Steroidal versions of this molecule were first studied in the 1940s and were based on a testosterone model. Today, non-steroidal versions of this group have been produced by independent pharmaceutical companies. These include cyclic quinolinones and aryl propinoamides, which exhibit anabolic activity on skeletal muscles as well as tissue selectivity.

Anabolic activity refers to the synthesis of complex molecules from simpler molecules while storing energy (“anabolism”). Anabolic steroids and hormones help produce proteins in cells, which contribute to muscle building.

SARMSDrugs that are able to stimulate or block hormone receptors in specific conditions are called “selective receptor modulators.” This mimics the beneficial effects of synthetic and natural steroids in a specific tissue without causing unwanted harm to other tissues. One such drug is SARMs. They give the same benefits as Anabolic Androgenic Steroids (like testosterone) but are less likely to produce unwanted side effects. They can cause fat loss, increased muscle mass, or increased bone density in particular tissues without affecting others.

Their Importance

Steroids are often prescribed for muscle degeneration or for hormone replacement therapy. However, there could be several unwanted side-effects to steroid intake. This is why alternative molecules are being researched by pharmaceutical companies.

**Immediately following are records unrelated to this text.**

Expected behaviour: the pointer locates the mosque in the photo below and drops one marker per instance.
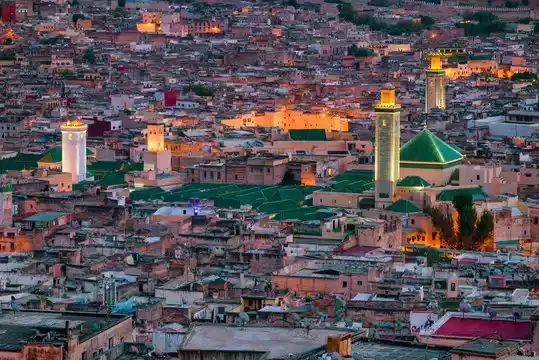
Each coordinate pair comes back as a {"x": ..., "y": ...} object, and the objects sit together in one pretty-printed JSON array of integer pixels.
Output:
[{"x": 424, "y": 161}]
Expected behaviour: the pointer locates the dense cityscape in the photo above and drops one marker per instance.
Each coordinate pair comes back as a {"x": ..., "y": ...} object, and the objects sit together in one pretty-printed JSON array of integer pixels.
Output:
[{"x": 269, "y": 179}]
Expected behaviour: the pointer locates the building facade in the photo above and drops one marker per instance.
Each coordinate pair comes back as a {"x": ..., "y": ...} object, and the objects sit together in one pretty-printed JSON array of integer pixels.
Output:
[
  {"x": 387, "y": 145},
  {"x": 74, "y": 149}
]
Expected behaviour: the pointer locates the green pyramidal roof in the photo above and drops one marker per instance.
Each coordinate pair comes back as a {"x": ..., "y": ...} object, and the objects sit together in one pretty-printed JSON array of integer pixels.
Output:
[
  {"x": 426, "y": 147},
  {"x": 413, "y": 181},
  {"x": 403, "y": 206}
]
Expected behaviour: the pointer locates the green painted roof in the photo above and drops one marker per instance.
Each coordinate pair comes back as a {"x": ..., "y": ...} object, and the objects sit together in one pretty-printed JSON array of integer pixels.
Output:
[
  {"x": 448, "y": 195},
  {"x": 112, "y": 179},
  {"x": 20, "y": 161},
  {"x": 273, "y": 207},
  {"x": 403, "y": 206},
  {"x": 426, "y": 147},
  {"x": 146, "y": 194},
  {"x": 54, "y": 155},
  {"x": 45, "y": 216},
  {"x": 366, "y": 201},
  {"x": 356, "y": 175},
  {"x": 413, "y": 181},
  {"x": 308, "y": 135}
]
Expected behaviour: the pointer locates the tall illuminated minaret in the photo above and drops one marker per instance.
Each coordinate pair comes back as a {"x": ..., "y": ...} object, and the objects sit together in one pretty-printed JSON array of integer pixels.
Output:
[
  {"x": 157, "y": 159},
  {"x": 435, "y": 90},
  {"x": 74, "y": 149},
  {"x": 387, "y": 147}
]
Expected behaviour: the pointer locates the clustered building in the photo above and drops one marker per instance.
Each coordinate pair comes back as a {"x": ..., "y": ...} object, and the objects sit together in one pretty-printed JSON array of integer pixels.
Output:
[{"x": 264, "y": 180}]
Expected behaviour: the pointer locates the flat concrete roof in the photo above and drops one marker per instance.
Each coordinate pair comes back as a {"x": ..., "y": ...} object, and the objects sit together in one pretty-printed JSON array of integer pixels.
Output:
[
  {"x": 375, "y": 351},
  {"x": 277, "y": 341}
]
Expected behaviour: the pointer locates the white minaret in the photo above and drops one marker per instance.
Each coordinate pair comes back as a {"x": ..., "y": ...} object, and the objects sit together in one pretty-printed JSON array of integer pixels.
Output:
[{"x": 74, "y": 149}]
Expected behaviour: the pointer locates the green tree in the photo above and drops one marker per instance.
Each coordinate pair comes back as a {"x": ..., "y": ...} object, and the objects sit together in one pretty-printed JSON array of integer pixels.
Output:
[
  {"x": 200, "y": 90},
  {"x": 524, "y": 76},
  {"x": 89, "y": 56},
  {"x": 404, "y": 27},
  {"x": 76, "y": 17},
  {"x": 484, "y": 17},
  {"x": 427, "y": 21},
  {"x": 288, "y": 179},
  {"x": 468, "y": 16},
  {"x": 443, "y": 222},
  {"x": 359, "y": 52},
  {"x": 293, "y": 3},
  {"x": 7, "y": 55},
  {"x": 473, "y": 233},
  {"x": 380, "y": 3}
]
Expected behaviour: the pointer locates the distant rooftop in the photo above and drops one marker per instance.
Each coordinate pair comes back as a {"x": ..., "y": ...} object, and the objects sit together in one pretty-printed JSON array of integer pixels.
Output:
[{"x": 276, "y": 341}]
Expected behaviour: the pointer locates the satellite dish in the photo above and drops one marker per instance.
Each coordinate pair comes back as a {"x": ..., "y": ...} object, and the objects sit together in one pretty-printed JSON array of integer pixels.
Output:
[
  {"x": 516, "y": 314},
  {"x": 464, "y": 308},
  {"x": 491, "y": 313}
]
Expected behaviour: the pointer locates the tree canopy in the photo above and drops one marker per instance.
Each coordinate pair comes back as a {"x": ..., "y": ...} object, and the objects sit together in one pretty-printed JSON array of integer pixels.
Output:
[
  {"x": 359, "y": 52},
  {"x": 524, "y": 76},
  {"x": 89, "y": 56},
  {"x": 481, "y": 23}
]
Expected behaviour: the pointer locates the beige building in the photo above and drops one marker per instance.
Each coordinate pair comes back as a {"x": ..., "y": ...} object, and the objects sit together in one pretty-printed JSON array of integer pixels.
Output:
[{"x": 288, "y": 119}]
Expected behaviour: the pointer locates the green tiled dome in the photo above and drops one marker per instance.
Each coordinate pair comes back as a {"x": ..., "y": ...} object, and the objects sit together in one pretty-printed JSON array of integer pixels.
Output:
[
  {"x": 413, "y": 181},
  {"x": 427, "y": 148}
]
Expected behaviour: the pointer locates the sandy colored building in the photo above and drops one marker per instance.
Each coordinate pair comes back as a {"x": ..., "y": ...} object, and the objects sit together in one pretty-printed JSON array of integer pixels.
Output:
[{"x": 288, "y": 119}]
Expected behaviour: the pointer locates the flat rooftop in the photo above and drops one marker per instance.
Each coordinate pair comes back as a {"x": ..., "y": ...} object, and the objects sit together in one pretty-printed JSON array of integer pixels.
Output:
[
  {"x": 375, "y": 351},
  {"x": 278, "y": 342},
  {"x": 22, "y": 325}
]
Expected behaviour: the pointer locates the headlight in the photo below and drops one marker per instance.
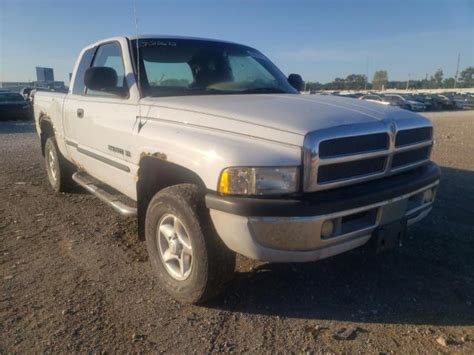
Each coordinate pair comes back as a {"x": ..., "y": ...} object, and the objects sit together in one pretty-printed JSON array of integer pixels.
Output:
[{"x": 259, "y": 181}]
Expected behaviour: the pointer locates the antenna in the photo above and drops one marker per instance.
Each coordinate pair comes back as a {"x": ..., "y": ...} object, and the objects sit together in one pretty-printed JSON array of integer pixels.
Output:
[
  {"x": 138, "y": 63},
  {"x": 457, "y": 71}
]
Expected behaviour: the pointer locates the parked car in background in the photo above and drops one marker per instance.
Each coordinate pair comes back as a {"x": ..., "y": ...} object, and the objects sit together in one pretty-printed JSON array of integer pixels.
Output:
[
  {"x": 374, "y": 98},
  {"x": 14, "y": 107},
  {"x": 400, "y": 101}
]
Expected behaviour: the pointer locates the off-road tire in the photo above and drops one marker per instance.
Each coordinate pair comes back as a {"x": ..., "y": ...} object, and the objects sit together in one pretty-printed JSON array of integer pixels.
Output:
[
  {"x": 213, "y": 263},
  {"x": 61, "y": 179}
]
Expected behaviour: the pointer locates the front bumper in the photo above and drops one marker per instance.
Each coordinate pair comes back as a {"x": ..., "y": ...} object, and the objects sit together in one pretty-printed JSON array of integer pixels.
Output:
[{"x": 290, "y": 230}]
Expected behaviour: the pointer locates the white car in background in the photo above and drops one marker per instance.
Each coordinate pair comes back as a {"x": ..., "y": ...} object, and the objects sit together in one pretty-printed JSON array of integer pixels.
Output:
[
  {"x": 374, "y": 98},
  {"x": 400, "y": 101}
]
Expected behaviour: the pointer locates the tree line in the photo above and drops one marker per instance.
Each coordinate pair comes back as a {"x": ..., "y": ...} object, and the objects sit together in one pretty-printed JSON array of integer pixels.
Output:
[{"x": 381, "y": 81}]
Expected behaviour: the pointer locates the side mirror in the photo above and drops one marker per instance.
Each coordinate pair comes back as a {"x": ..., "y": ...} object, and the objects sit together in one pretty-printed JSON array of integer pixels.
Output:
[
  {"x": 101, "y": 79},
  {"x": 296, "y": 81}
]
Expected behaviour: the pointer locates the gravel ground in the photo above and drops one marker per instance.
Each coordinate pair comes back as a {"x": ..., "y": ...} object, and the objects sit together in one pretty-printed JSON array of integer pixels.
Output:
[{"x": 75, "y": 277}]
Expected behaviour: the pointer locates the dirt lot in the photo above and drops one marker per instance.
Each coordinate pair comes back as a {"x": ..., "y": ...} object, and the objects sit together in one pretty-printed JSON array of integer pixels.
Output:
[{"x": 74, "y": 277}]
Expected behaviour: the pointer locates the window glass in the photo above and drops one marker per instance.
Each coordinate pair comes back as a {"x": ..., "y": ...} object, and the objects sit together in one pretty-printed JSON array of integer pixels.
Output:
[
  {"x": 84, "y": 64},
  {"x": 174, "y": 67},
  {"x": 110, "y": 55},
  {"x": 247, "y": 70},
  {"x": 168, "y": 74}
]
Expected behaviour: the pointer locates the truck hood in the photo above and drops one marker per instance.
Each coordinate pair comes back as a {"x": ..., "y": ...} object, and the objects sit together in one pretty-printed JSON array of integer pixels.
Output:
[{"x": 290, "y": 113}]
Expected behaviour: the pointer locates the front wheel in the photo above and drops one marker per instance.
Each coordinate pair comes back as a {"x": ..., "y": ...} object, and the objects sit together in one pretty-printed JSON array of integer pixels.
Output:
[
  {"x": 187, "y": 255},
  {"x": 58, "y": 168}
]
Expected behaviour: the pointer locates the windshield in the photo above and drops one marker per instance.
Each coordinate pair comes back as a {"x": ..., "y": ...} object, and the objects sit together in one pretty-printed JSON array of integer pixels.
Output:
[{"x": 196, "y": 67}]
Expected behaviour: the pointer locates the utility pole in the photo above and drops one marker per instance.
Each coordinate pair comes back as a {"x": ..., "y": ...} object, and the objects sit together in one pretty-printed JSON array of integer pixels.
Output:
[{"x": 457, "y": 71}]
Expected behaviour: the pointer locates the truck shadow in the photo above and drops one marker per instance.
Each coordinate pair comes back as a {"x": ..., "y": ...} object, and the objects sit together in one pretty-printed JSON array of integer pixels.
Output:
[
  {"x": 17, "y": 127},
  {"x": 430, "y": 280}
]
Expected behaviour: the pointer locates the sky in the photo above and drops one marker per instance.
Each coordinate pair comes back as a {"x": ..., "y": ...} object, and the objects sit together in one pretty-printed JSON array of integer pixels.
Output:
[{"x": 320, "y": 40}]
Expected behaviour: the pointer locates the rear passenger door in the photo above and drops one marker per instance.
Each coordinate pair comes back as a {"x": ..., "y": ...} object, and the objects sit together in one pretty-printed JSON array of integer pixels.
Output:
[{"x": 106, "y": 124}]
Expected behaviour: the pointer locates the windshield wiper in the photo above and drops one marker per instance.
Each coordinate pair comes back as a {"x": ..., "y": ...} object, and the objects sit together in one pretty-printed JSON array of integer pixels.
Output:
[{"x": 263, "y": 90}]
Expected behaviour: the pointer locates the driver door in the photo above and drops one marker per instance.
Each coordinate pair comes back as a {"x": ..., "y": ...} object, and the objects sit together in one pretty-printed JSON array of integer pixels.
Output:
[{"x": 106, "y": 125}]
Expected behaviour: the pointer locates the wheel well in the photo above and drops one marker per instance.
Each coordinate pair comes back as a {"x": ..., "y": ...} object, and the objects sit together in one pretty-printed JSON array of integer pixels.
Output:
[
  {"x": 47, "y": 130},
  {"x": 155, "y": 174}
]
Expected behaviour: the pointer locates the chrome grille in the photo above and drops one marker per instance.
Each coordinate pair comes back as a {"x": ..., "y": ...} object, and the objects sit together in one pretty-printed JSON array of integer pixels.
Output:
[
  {"x": 336, "y": 172},
  {"x": 353, "y": 145},
  {"x": 348, "y": 155}
]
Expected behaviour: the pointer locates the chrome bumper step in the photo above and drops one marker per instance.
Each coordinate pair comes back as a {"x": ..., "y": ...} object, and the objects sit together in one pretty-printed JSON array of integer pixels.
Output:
[{"x": 106, "y": 194}]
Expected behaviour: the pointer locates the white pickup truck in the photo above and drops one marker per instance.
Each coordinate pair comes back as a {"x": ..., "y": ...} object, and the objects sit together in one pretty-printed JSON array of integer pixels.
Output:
[{"x": 217, "y": 153}]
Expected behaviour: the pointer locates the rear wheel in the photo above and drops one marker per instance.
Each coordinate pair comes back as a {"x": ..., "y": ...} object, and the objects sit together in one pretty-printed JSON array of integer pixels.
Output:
[
  {"x": 58, "y": 168},
  {"x": 187, "y": 255}
]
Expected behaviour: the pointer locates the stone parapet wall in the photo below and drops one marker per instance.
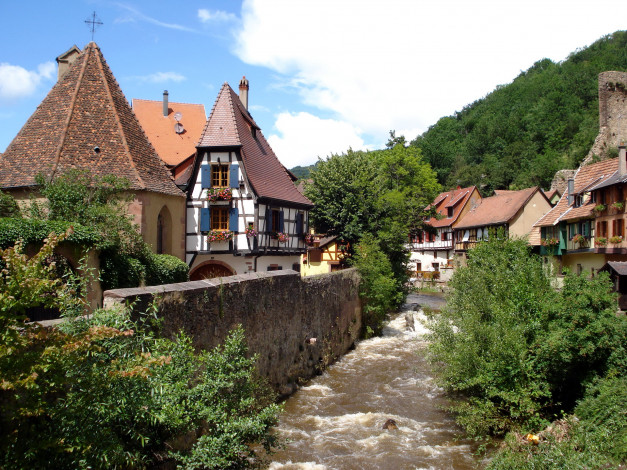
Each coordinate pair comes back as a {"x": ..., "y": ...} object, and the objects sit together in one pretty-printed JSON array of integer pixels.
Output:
[{"x": 279, "y": 311}]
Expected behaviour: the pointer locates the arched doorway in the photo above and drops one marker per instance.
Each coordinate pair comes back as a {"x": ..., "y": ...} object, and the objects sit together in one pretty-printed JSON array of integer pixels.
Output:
[
  {"x": 164, "y": 232},
  {"x": 210, "y": 270}
]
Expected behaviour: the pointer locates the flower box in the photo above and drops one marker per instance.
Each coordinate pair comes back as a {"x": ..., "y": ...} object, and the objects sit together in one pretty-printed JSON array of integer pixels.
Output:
[
  {"x": 219, "y": 194},
  {"x": 549, "y": 242},
  {"x": 251, "y": 232},
  {"x": 219, "y": 236}
]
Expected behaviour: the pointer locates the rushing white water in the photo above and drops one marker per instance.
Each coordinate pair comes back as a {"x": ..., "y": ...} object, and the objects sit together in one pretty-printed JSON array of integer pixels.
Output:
[{"x": 336, "y": 422}]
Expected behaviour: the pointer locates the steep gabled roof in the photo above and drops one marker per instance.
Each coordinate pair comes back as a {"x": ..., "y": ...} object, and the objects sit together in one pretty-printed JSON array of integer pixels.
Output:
[
  {"x": 230, "y": 125},
  {"x": 173, "y": 147},
  {"x": 455, "y": 198},
  {"x": 85, "y": 122},
  {"x": 586, "y": 178},
  {"x": 498, "y": 209}
]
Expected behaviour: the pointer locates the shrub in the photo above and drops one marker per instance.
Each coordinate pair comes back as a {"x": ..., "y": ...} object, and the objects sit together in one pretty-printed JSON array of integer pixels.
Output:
[
  {"x": 8, "y": 206},
  {"x": 596, "y": 437},
  {"x": 380, "y": 291},
  {"x": 106, "y": 392},
  {"x": 520, "y": 352},
  {"x": 165, "y": 269}
]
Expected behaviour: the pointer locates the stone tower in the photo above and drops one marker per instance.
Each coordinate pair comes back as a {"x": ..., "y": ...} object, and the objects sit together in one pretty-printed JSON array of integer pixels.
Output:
[{"x": 612, "y": 114}]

Anabolic Androgenic Steroids can cause following:
•    Prostate cancer stimulation
•    Acne
•    Over-stimulation of hair growth
•    Breast development in males
•    Male pattern baldness
•    High blood pressure
•    Cholesterol imbalance
•    Liver toxicity
•    Growth of the left ventricle of the heart
•    Impairment of the body’s natural testosterone production

In comparison, stimulating the androgen receptors in muscle or bone only can prevent these side effects.

The benefits associated with these selective androgen receptors are:
•    Can be taken orally
•    Prevention of muscle loss during weight loss
•    Growth of lean muscles
•    Rehabilitation after injury
•    Post-cycle therapy after anabolic use (they can restore normal testosterone levels in the body)
•    Anabolic effects even with low dosage
•    Help in aerobic and anaerobic endurance
•    Heals joint injuries
•    Doesn’t significantly damage the liver
•    Ideal for Androgen Replacement Therapy, especially in cases of osteoporosis and muscle wasting

Androgen Replacement Therapy

Hormone replacementCurrently, oral androgen replacements are rather limited. There are two commonly used forms: Andriol, which is considered expensive and ineffective, and Methyl testosterone, which can damage the liver. SARMs can be a good alternative to these, since it can also be taken orally and still produce beneficial effects without resulting in liver toxicity.

Many types of SARMs are presently undergoing development. They have different androgenic and anabolic activity, as well as varying potential side effects. Generally, though, most produce few side effects and have anabolic profiles similar to testosterone. The one furthest along, Ostarine, is at the third and final stage for clinical development.

SARMs were banned for a few years by the World Anti-Doping Agency, but efforts are underway for developing testing protocols for them. They have a relatively short half life, unique structures, and a short research history. These characteristics present a complex problem to many doping authorities.